Le débat intervenu au Sénat a permis de compléter utilement le texte initial en introduisant ces deux points et je veux en remercier les sénateurs. Toutefois, au cours des débats, les sénateurs ont également souhaité revenir sur les conditions d’élection des présidents de pôle initialement souhaitées par le Gouvernement et les élus des collectivités concernées. Alors que le texte du Gouvernement prévoyait que les présidents de pôles sont élus par les conseils de pôle, comme je l’ai indiqué précédemment, les sénateurs ont préféré que le président de l’université et ses vice-présidents soient élus simultanément dans le cadre d’un même « ticket ». Le détail de ces dispositions est prévu à l’article 1er, qui insère dans le code de l’éducation un article L. 781-3-1. Les sénateurs ont justifié ces dispositions par leur souci de préserver l’unité de l’université des Antilles.

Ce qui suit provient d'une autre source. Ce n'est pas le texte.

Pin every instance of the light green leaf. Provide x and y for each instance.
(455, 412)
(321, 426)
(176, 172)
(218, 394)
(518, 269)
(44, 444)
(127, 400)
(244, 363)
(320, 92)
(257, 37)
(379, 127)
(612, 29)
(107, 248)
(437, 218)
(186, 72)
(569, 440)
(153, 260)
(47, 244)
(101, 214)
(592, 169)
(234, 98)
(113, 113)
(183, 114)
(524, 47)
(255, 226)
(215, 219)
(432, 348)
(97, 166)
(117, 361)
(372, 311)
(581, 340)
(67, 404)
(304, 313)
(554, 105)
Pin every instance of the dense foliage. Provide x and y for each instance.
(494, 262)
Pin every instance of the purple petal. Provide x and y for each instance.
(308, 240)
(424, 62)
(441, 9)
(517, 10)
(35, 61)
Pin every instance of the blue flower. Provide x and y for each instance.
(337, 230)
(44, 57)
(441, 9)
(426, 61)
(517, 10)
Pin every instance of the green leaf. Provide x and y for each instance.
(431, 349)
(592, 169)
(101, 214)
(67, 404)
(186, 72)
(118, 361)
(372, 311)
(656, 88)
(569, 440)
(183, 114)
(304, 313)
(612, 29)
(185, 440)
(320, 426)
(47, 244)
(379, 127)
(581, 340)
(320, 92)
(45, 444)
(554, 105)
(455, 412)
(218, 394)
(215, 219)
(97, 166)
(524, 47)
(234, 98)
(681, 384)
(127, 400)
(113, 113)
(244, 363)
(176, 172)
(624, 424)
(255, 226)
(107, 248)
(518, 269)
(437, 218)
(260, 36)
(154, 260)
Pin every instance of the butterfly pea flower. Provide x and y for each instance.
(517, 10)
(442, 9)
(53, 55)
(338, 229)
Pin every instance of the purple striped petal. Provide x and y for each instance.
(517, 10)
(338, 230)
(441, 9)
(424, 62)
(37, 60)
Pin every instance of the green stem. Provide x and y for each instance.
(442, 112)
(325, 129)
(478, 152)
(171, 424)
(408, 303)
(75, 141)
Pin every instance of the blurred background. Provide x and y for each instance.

Ce souci d’unité anime aussi le Gouvernement, et il est même fondateur des orientations qu’il a prises. Toutefois, il nous semble que le meilleur moyen d’y parvenir est de s’assurer que le texte qui sera voté fera l’objet d’un plein accord des acteurs locaux et d’une pleine appropriation. Il convient dès lors de rester aussi proche que possible des principes qui avaient fondé l’accord politique du 7 juillet 2014 et dont on retrouve la traduction dans l’ordonnance. C’est pourquoi j’avais exprimé devant le Sénat les fortes réserves du Gouvernement sur ces modifications relatives à la gouvernance de l’université. J’avais également indiqué que l’examen du texte devant votre assemblée permettrait au Gouvernement de soulever à nouveau ce point.

Je présenterai donc tout à l’heure, au nom du Gouvernement, un amendement visant à rétablir l’élection des vice-présidents par les conseils de pôle, ainsi que l’avait prévu le texte initial de l’ordonnance. Je présenterai également un second amendement visant à établir des règles transparentes et acceptées par tous, des règles vérifiables, de répartition des moyens entre les pôles, là encore dans un souci de pacification qui a fait défaut par le passé.

Le Gouvernement souhaite, vous l’aurez compris, que la ratification de l’ordonnance permette de poser des bases solides à l’organisation de l’université. La meilleure façon de le faire est de s’assurer que l’ensemble des acteurs sera en mesure de s’approprier et d’appliquer correctement, dans les meilleures conditions, le texte qui sera voté. Pour cela, il n’existe aucune meilleure garantie que celle donnée par le texte d’origine de l’ordonnance, qui réunit à la fois : la volonté du Gouvernement à l’écoute des besoins des territoires ; le soutien de la communauté universitaire, qui s’est prononcée positivement sur ce texte à travers les votes des comités techniques de l’ancienne UAG ; le soutien des élus locaux, qui ont exprimé clairement dans leur communication du 7 juillet dernier les bases de l’accord politique permettant à chacun de soutenir les règles d’organisation de la nouvelle université.

C’est pourquoi je tiens à vous remercier par avance pour le soutien que vous voudrez bien apporter au Gouvernement lors du vote de ce texte. Une université, la recherche, c’est le meilleur investissement que la nation puisse faire dans l’avenir des territoires et de leur jeunesse. Je ne doute pas que le texte que vous adopterez permettra de doter les Antilles d’une université qui soit à la hauteur des ambitions que nous avons tous collectivement pour ce territoire. Cela permettra aussi de l’ouvrir aux territoires caribéens qui entourent cette belle université et ce beau pôle de recherche des Antilles et de la Guyane.